Basic Usage
const handler: Chat = async ({
userMessage,
// 1. destructure the stream object
stream,
}) => {
// 2. call llm with streaming
const response = await openai.chat.completions.create({
model: "gpt-3.5-turbo-0125",
stream: true,
messages: [{ role: "user", content: userMessage }],
});
// 3. read the response stream
for await (const chunk of response) {
if (chunk.choices[0].delta.content) {
// 4. stream chunks back to the client
stream.push({
message: chunk.choices[0].delta.content,
});
}
}
};
You can then use the Client SDK to read the stream from other services such as an API or NextJS application.

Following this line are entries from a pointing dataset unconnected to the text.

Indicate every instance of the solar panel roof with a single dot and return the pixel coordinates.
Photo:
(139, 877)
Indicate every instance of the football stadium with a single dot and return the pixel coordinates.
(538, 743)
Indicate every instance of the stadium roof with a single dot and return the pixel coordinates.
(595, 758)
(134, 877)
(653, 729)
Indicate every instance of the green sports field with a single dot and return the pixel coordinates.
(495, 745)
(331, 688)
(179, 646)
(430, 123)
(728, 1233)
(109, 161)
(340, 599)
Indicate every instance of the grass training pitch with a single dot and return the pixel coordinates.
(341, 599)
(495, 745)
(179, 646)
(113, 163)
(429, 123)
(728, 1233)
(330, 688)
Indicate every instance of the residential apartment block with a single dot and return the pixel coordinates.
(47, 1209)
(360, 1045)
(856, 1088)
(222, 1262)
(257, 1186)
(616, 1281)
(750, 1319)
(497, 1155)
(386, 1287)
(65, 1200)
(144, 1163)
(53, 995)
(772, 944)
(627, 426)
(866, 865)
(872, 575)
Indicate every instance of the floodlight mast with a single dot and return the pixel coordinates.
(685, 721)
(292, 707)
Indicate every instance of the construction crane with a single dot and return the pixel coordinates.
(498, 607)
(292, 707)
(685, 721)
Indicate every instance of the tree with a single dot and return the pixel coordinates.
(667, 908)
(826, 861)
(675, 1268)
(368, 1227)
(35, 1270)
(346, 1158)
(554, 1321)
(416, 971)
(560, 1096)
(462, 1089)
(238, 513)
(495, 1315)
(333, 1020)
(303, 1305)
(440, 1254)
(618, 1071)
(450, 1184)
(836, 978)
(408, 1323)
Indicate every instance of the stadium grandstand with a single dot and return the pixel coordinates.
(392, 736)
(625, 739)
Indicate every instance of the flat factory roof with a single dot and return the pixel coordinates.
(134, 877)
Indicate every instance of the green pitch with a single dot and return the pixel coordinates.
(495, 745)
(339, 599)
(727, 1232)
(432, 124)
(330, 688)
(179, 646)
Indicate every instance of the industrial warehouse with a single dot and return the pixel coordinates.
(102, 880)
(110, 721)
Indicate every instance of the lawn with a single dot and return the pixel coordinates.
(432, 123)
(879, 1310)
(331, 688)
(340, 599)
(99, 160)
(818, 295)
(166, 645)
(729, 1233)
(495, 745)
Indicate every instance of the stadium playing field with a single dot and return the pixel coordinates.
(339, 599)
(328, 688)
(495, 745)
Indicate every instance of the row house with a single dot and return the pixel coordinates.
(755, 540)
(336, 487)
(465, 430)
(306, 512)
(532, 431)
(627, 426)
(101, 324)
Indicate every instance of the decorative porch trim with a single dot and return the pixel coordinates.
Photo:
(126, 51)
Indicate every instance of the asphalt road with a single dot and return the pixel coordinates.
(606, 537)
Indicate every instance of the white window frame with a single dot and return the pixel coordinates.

const responseStream = await palico.agent.chat({
agentName: "my_agent",
userMessage: "Hello",
stream: true,
});
for await (const chunk of responseStream.readChunks()) {
// Do something with the chunk
}
Learn more about Client SDK.
For agent-based application, you can stream intermediate steps back to the client. This can be useful for debugging, or for providing more context to the user. Here’s an example of an agent streaming intermediate step when a new tool is called:
const handler: Chat = async ({ userMessage, stream }) => {
// ...
const response = await agentExecutor({
onToolCall: (toolCall) => {
// streaming tool calls back to the client
stream.push({
intermediateSteps: [{
name: `Function Call: ${toolCall.name}()`
data: { input: toolCall.parameters, result: toolCall.result },
}],
})
},
// ... other parameters
})
// ...
}
The IntermediateStep
object contains the following fields:
A name or description of the intermediate step.
Data associated with the intermediate step.